What has been one of the top experiences of your arts career?
I met my wife, Laura, through a comedy I directed in New York City, “Beau Jest.” My leading lady was Laura’s best friend. Laura liked the play so much, she asked to meet the director. Thank God for that — certainly the best thing that’s ever happened to me.
What do you love about directing in the Sarasota area?
There's amazing talent here! More importantly, there's a kindness of spirit in the arts community down here that you rarely, if ever, find anywhere else.
Do you have a separate day job?
I am retired, now. Previously, I was an attorney for the State of New York for 22 years (lawyer by day, actor and director by night). I was a law clerk to two Supreme Court Justices in Kings County, the late Hon. Maxine K. Duberstein and the Hon. Michael J. Pesce and also a special referee in matrimonial matters.
What hobbies do you have outside of theater?
I love the electric guitar.
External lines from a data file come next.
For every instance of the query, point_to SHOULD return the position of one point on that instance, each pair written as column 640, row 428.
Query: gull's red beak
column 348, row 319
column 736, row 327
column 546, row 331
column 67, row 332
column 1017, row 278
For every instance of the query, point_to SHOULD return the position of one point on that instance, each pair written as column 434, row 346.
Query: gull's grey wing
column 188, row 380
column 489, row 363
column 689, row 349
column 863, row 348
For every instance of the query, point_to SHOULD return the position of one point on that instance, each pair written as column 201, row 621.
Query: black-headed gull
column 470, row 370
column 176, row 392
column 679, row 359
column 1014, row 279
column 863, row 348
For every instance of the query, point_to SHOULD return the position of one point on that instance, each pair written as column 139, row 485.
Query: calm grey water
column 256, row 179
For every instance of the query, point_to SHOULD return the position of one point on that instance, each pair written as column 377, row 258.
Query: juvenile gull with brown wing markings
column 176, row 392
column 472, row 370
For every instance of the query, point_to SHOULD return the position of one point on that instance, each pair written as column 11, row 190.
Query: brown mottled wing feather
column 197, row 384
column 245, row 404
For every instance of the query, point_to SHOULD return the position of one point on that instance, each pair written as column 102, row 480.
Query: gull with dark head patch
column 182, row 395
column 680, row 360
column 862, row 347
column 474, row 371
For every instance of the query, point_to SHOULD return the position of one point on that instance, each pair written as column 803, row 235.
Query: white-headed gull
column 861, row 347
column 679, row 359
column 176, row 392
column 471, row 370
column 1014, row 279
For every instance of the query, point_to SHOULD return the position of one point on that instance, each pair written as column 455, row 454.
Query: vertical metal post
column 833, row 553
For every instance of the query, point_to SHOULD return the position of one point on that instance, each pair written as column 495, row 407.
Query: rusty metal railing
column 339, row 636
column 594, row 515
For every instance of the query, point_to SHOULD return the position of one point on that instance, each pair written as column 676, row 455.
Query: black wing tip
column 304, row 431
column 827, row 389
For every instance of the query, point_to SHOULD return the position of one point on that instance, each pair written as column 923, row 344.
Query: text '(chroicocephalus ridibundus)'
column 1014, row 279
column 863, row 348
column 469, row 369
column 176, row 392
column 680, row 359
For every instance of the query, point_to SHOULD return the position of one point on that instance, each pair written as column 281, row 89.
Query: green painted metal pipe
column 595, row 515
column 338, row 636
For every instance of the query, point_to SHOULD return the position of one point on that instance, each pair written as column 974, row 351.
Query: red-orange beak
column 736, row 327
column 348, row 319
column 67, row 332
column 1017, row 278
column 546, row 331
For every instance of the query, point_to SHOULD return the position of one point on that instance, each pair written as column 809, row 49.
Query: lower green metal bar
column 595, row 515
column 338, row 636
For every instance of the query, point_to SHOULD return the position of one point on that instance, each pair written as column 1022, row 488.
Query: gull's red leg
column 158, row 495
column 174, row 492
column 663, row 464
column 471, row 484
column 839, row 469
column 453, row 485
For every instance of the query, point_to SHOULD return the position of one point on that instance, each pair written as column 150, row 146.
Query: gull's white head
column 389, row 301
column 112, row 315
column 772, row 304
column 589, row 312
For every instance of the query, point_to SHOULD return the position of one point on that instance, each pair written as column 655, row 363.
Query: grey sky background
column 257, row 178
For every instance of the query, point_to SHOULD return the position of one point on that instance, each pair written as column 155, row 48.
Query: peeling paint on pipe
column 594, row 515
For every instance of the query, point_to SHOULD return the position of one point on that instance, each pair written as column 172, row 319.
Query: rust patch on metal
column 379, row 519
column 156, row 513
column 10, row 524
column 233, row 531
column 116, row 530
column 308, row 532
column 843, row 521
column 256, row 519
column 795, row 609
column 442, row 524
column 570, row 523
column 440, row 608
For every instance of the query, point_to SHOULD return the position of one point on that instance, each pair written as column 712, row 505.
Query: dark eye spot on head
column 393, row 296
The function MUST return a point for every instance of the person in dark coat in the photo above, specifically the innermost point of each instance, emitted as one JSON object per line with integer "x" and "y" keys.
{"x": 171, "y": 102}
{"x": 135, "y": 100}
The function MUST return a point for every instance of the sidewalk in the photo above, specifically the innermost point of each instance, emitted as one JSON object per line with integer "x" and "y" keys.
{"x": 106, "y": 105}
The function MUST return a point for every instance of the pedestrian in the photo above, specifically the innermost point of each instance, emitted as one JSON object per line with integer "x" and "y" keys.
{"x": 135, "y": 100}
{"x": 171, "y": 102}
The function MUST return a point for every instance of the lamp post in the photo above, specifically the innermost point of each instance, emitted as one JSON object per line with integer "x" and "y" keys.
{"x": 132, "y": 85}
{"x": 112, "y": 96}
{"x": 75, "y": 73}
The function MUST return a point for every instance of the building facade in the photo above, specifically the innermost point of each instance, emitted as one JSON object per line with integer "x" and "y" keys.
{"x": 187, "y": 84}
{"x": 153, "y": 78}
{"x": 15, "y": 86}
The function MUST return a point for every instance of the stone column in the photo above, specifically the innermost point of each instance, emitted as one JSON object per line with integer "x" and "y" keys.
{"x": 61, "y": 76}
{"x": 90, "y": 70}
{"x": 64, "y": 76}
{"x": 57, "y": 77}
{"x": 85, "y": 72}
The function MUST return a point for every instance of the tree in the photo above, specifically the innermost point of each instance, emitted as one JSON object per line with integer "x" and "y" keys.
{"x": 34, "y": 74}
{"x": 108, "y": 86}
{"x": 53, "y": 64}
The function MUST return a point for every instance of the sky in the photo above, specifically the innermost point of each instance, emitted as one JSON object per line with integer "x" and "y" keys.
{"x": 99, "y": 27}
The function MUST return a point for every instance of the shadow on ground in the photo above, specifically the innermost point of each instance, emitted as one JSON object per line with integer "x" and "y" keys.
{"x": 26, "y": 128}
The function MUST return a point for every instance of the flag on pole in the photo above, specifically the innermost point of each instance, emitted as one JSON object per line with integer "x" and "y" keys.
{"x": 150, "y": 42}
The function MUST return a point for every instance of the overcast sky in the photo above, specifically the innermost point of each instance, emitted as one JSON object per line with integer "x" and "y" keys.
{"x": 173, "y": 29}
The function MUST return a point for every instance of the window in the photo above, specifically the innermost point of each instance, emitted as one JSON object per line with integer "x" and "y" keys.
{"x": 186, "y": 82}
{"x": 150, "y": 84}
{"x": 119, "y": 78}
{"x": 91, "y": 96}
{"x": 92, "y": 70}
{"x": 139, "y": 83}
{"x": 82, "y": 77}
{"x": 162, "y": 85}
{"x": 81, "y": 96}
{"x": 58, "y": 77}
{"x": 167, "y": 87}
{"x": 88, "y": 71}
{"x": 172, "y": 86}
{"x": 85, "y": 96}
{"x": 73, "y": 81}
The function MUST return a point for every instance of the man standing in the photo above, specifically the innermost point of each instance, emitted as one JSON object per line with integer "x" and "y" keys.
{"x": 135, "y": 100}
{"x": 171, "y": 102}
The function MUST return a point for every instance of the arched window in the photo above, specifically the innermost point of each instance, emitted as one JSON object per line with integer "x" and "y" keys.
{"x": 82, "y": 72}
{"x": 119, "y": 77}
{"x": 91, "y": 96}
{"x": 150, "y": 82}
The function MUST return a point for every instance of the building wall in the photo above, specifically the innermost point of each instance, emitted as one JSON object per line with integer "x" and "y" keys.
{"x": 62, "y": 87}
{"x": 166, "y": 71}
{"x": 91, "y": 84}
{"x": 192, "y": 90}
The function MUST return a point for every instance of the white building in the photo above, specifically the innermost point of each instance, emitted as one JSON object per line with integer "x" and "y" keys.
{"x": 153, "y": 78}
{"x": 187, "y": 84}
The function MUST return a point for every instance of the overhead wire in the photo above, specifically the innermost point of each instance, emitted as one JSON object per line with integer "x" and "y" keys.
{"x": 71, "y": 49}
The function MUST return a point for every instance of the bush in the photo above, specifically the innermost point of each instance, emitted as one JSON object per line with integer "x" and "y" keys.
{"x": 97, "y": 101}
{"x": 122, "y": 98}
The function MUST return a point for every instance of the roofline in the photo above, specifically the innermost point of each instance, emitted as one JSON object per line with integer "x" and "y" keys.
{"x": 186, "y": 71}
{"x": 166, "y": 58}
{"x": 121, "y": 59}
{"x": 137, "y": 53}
Currently, I’m working on playing blues and jazz lead guitar.
What is something people don’t know about you?
When I was 9 years old, before puberty turned me into a frog, I was briefly in a professional choir in New York City. Our choir sang in Madison Square Garden in front of 16,000 people. It was a great experience! My favorite part was that our dressing room was the New York Knicks locker room.
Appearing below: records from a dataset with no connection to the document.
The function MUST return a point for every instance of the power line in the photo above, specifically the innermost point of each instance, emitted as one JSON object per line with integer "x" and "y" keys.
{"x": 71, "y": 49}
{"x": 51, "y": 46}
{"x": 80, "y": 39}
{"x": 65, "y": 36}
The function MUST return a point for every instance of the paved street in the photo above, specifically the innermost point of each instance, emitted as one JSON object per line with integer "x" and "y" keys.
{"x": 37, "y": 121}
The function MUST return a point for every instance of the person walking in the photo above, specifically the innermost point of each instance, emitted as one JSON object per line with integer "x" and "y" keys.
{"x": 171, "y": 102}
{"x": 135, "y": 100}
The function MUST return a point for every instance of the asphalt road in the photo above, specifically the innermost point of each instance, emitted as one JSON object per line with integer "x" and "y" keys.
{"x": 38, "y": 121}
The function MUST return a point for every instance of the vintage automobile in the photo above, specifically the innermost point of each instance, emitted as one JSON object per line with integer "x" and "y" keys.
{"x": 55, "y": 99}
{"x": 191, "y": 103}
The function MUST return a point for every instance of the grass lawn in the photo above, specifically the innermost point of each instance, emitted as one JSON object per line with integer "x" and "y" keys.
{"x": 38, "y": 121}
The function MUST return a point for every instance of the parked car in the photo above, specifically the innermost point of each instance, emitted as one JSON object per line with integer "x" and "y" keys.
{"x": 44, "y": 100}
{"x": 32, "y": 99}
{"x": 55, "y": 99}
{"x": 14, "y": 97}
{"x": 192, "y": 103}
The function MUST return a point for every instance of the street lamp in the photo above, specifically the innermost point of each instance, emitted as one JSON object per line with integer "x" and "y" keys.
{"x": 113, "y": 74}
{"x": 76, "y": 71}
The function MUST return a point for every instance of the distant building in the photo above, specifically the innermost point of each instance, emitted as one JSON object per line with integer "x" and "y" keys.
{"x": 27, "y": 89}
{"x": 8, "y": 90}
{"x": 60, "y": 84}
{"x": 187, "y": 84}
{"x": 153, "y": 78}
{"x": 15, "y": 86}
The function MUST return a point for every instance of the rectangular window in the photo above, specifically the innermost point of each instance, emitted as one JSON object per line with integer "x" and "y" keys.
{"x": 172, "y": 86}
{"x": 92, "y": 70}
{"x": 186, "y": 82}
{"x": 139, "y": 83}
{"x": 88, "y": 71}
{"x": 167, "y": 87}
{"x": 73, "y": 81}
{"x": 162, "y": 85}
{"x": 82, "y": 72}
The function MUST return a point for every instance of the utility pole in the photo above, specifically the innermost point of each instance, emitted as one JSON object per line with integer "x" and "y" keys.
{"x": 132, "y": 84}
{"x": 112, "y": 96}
What would be your ideal day off?
My ideal day off would be: Sudoku puzzles all morning, watching old Westerns in the afternoon and spending the evening in our swimming pool with my wife, Laura.
If you could have lunch with anyone from theatrical history, who would it be?
Edwin Booth. I’ve always been fascinated with 19th-century theatre, and I would love to talk about it with that century’s greatest American Actor.
Who is your biggest inspiration?
My biggest inspiration is my wife, Laura. She's always in my corner, supportive of my goals and desires. I couldn't do what I do without her.
What's your favorite thing about directing?
I love working moment to moment with the actors. I’m a very specific, hands-on director, and working with actors to break down the script to understand each character’s needs and wants is the reason I direct. I love the rehearsal process as much, if not more than the actual performances.
Where do you typically go out after a show?
I love to go to The Longhorn Steakhouse on Fruitville Rd. This has become a tradition with my shows, and The Longhorn people are terrific!
Name one thing on your theatrical bucket list:
Directing Arthur Miller's “Death of a Salesman.”
Do you have any theatrical goals for next year?
I have been in discussions with Jeffrey Kin, the artistic director of The Players Theatre on several projects. However, I would prefer not to discuss specific titles until they become definite. Nonetheless, some very exciting plays for future productions are in the works.
If you had unlimited funds to support your theatrical goals, what would you do?
I would start a repertory company where I could pay actors and everyone else a good wage and have a resident theatre home in which to perform.
IF YOU GO:
"The Glass Menagerie" — takes place Oct. 2 through 12 at The Players Theatre main stage, 838 N. Tamiami Trail.